Valencia still is the main area of citrus production in Spain, although many acres have been lost, especially in Castellón. Also, Andalusia continues to grow on the surface and produces more than ever.
Speaking of quality, this year citrus have been delayed due to the heat, but as of next week the fruit will be more ripe. Satsumas have very good quality, but in the coming days will have more flavor and sugar. "We hope it does not rain, as it can disrupt the cut," explains Jose Luis Koninkx, an export agent.
Rumours say that 15% less clementines are expected, although according to Koninkx, "that does not mean there will be a lack of products, but it will be the Marisol variety, since crops have been removed and replaced and many varieties have changed."

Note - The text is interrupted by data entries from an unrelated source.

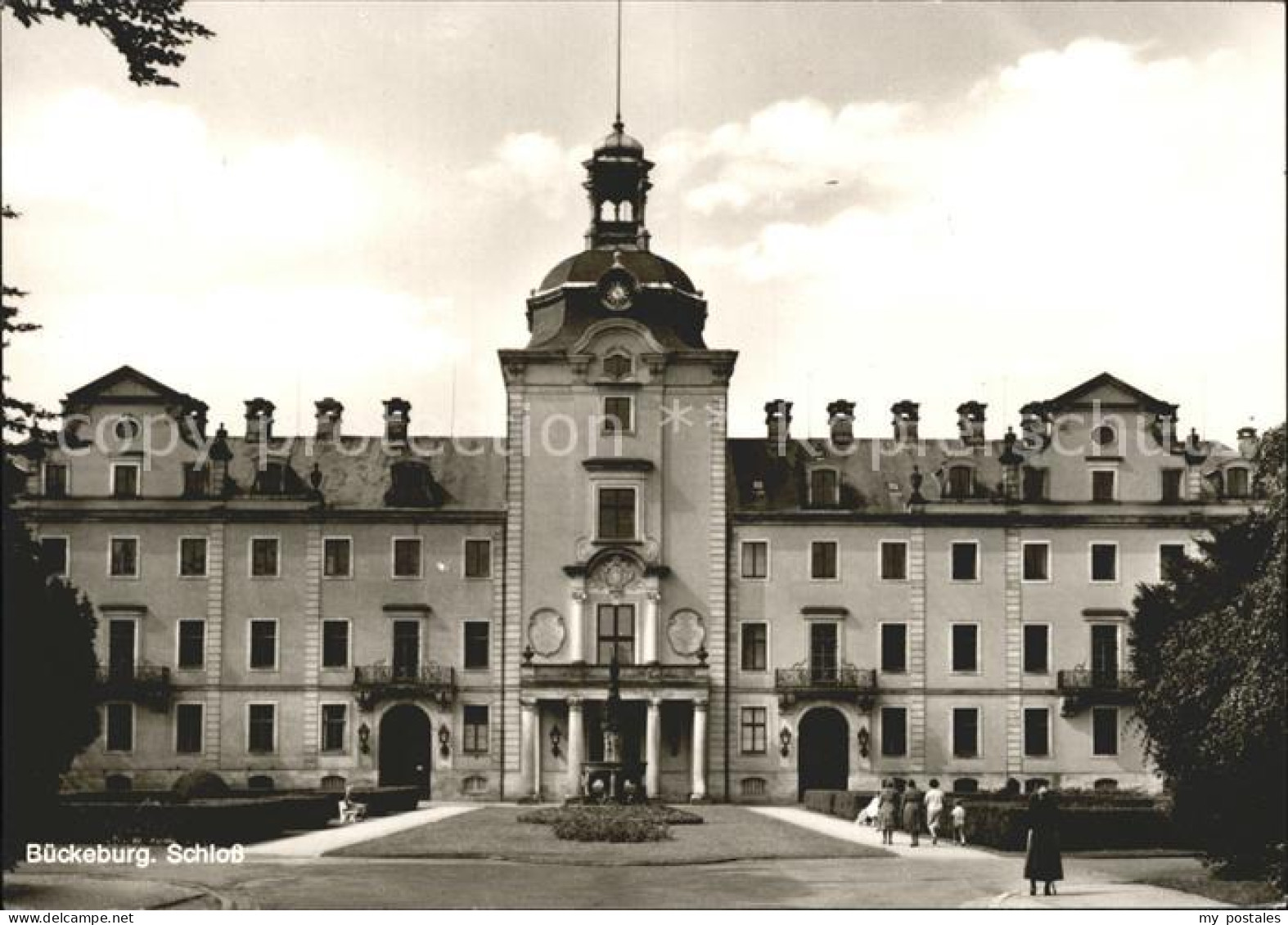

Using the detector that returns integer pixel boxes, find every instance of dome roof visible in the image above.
[595,122,644,157]
[538,249,697,294]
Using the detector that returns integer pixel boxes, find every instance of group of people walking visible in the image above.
[855,779,1064,896]
[859,779,966,848]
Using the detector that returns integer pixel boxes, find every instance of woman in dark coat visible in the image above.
[877,779,899,845]
[903,781,926,848]
[1024,786,1064,896]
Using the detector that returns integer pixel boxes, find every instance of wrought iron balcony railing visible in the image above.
[519,662,711,689]
[97,664,173,710]
[774,662,877,709]
[1056,667,1138,716]
[353,662,456,710]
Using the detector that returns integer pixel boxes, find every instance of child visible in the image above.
[953,800,966,845]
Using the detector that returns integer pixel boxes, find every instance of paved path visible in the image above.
[246,803,483,860]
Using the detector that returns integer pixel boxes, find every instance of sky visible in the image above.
[0,0,1286,442]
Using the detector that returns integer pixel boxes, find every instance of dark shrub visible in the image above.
[170,770,228,803]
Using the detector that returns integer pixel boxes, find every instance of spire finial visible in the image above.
[613,0,624,131]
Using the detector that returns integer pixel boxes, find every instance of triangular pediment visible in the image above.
[1043,373,1176,413]
[67,366,206,409]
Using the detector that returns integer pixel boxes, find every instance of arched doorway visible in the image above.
[380,703,434,797]
[796,707,850,799]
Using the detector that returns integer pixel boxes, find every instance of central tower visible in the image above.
[500,119,736,799]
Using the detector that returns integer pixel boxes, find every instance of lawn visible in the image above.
[1142,873,1284,905]
[332,806,889,867]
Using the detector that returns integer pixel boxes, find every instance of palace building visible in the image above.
[16,122,1257,802]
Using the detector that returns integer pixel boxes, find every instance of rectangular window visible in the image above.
[173,703,206,755]
[465,620,492,669]
[107,537,139,577]
[1024,543,1051,581]
[1024,707,1051,758]
[1158,543,1187,581]
[597,604,635,665]
[739,707,769,755]
[394,537,421,577]
[250,620,277,671]
[952,622,979,674]
[250,537,281,577]
[106,703,134,752]
[808,469,841,507]
[393,620,420,678]
[808,539,839,579]
[45,463,67,498]
[952,541,979,581]
[461,703,489,755]
[112,463,139,498]
[322,537,353,577]
[1091,707,1118,755]
[179,537,206,577]
[322,620,349,667]
[465,539,492,577]
[183,463,210,498]
[107,619,139,680]
[599,487,635,539]
[175,620,206,671]
[1091,543,1118,581]
[246,703,277,752]
[604,395,635,433]
[881,707,908,758]
[40,537,68,577]
[953,707,979,758]
[1024,622,1051,674]
[881,622,908,674]
[881,541,908,581]
[321,703,349,752]
[739,622,769,671]
[742,539,769,577]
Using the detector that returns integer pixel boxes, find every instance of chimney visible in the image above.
[246,399,274,442]
[313,397,344,440]
[827,399,854,449]
[385,397,411,445]
[890,399,921,442]
[765,399,792,444]
[1239,427,1259,460]
[957,402,988,447]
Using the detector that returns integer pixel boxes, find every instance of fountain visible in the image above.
[581,653,648,803]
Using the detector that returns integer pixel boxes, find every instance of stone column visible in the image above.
[567,698,586,797]
[532,701,541,800]
[568,589,586,662]
[519,700,537,795]
[644,698,662,800]
[691,700,707,800]
[640,589,662,665]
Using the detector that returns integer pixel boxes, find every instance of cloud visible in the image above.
[466,131,586,218]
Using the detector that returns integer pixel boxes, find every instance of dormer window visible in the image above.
[947,465,975,498]
[808,469,841,507]
[385,462,439,507]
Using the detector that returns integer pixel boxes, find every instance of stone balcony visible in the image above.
[774,662,877,710]
[95,664,173,712]
[1056,667,1138,716]
[353,662,456,710]
[519,662,711,689]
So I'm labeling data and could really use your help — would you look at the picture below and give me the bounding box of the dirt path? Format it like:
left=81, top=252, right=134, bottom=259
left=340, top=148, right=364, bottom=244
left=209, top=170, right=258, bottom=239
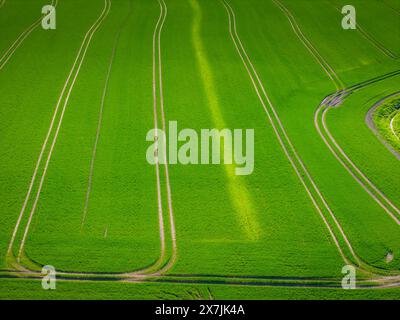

The Clemenrubi variety has already started, and within days the Oronules will begin. Within 15 days the marisol and clemenules varieties will start. These are the most important, which will last until the end of December, "always dependent the rain," adds Koninkx.
Spain's main competitor for Clementines is Morocco, whose prices are not competitive because labour is inexpensive. Turkey competes in Satsumas, although they come later in the season, this country's presence is noticed in the market. Egypt only offers competition in oranges.
As for logistics, mainly there are two problems: high costs and lack of returns.
"The problem with transportation is that, in addition to the crisis and fewer trucks, there are no returns. Trucks from Murcia, Andalusia or Valencia go up to Holland or Germany and sometimes have to return empty or wait a few days to load. As there is oversupply of trucks, the returns are very cheap, and therefore it make more expensive transport to Germany, Holland and Belgium."